Because the difference between diffusers training and k-diffusion inference, I can observe some mystical problems like sometimes DPM++ will give artifacts but Euler A will fix it. I am looking into it and may provide some revised model that works better with all A1111 samplers.
Two-step foreground and background conditional models for SD1.5. (Note that one-step conditional/joint models are already released.)

Sanity Check

SDXL

We highly encourage you to go through the sanity check and get exactly same results (so that if any problem occurs, we will know if the problem is on our side).

The two used models are:

https://civitai.com/models/133005?modelVersionId=198530 Juggernaut XL V6 (note that the used one is V6, not v7 or v8 or V9)
https://civitai.com/models/261336?modelVersionId=295158 anima_pencil-XL 1.0.0 (note that the used one is 1.0.0, not 1.5.0)

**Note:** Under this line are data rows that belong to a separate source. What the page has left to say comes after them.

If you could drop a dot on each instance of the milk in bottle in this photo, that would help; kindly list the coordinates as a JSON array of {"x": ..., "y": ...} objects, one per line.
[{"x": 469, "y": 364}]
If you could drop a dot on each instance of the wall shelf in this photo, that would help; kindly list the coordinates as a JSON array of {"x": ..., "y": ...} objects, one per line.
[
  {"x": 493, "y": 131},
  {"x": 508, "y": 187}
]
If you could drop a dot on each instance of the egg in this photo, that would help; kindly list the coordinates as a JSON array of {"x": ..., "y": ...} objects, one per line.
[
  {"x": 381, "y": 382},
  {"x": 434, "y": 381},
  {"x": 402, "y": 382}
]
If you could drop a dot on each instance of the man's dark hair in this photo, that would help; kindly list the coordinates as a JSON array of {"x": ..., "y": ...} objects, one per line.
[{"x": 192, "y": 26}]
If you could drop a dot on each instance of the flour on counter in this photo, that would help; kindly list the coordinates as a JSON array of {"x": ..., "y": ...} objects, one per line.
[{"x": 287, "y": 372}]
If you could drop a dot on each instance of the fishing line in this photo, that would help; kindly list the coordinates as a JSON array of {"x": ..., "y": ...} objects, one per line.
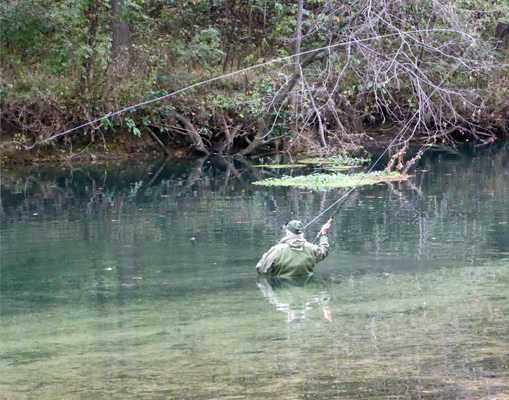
[
  {"x": 233, "y": 74},
  {"x": 347, "y": 194}
]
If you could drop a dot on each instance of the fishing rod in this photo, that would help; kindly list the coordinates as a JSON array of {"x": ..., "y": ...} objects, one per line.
[
  {"x": 349, "y": 193},
  {"x": 112, "y": 114}
]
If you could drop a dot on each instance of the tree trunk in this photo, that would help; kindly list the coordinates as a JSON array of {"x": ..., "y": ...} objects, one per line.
[
  {"x": 93, "y": 17},
  {"x": 121, "y": 36},
  {"x": 264, "y": 122}
]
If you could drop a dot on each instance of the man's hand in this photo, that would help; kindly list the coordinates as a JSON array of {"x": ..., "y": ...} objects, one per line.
[{"x": 326, "y": 227}]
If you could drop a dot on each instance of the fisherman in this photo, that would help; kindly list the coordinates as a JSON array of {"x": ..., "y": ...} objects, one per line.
[{"x": 293, "y": 255}]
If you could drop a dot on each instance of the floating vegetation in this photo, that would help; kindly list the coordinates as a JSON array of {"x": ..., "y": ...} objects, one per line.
[
  {"x": 327, "y": 181},
  {"x": 335, "y": 161},
  {"x": 279, "y": 166}
]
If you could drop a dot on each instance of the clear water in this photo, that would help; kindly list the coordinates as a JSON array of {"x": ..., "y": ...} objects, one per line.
[{"x": 137, "y": 281}]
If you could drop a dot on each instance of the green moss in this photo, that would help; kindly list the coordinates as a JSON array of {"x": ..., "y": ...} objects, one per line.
[{"x": 327, "y": 181}]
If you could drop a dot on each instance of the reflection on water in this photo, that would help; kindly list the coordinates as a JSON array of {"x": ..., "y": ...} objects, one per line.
[
  {"x": 295, "y": 296},
  {"x": 138, "y": 281}
]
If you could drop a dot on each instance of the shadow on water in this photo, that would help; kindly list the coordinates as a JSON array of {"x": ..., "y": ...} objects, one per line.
[{"x": 137, "y": 280}]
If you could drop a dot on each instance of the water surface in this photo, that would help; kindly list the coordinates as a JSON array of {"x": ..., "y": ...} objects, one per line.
[{"x": 137, "y": 281}]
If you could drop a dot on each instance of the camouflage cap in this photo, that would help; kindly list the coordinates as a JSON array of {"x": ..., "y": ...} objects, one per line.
[{"x": 295, "y": 227}]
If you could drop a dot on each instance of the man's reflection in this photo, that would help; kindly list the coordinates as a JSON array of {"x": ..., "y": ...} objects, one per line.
[{"x": 296, "y": 296}]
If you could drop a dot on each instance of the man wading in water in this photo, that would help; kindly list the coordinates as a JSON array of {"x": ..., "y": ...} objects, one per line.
[{"x": 293, "y": 255}]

We will first test transparent image generating. Set your extension to this:

an apple, high quality

Negative prompt: bad, ugly

Steps: 20, Sampler: DPM++ 2M SDE Karras, CFG scale: 5, Seed: 12345, Size: 1024x1024, Model hash: 1fe6c7ec54, Model: juggernautXL_version6Rundiffusion, layerdiffusion_enabled: True, layerdiffusion_method: Only Generate Transparent Image (Attention Injection), layerdiffusion_weight: 1, layerdiffusion_ending_step: 1, layerdiffusion_fg_image: False, layerdiffusion_bg_image: False, layerdiffusion_blend_image: False, layerdiffusion_resize_mode: Crop and Resize, Version: f0.0.17v1.8.0rc-latest-269-gef35383b

Make sure that you get this apple

woman, messy hair, high quality

Negative prompt: bad, ugly

Make sure that you get the woman with hair as messy as this

a cup made of glass, high quality

Negative prompt: bad, ugly

Make sure that you get this cup

glowing effect, book of magic, high quality

Negative prompt: bad, ugly

Steps: 20, Sampler: DPM++ 2M SDE Karras, CFG scale: 7, Seed: 12345, Size: 1024x1024, Model hash: 1fe6c7ec54, Model: juggernautXL_version6Rundiffusion, layerdiffusion_enabled: True, layerdiffusion_method: Only Generate Transparent Image (Attention Injection), layerdiffusion_weight: 1, layerdiffusion_ending_step: 1, layerdiffusion_fg_image: True, layerdiffusion_bg_image: False, layerdiffusion_blend_image: True, layerdiffusion_resize_mode: Crop and Resize, Version: f0.0.17v1.8.0rc-latest-269-gef35383b

make sure that you get this glowing book

OK then lets move on to a bit longer prompt:

(this prompt is from https://civitai.com/images/3160575)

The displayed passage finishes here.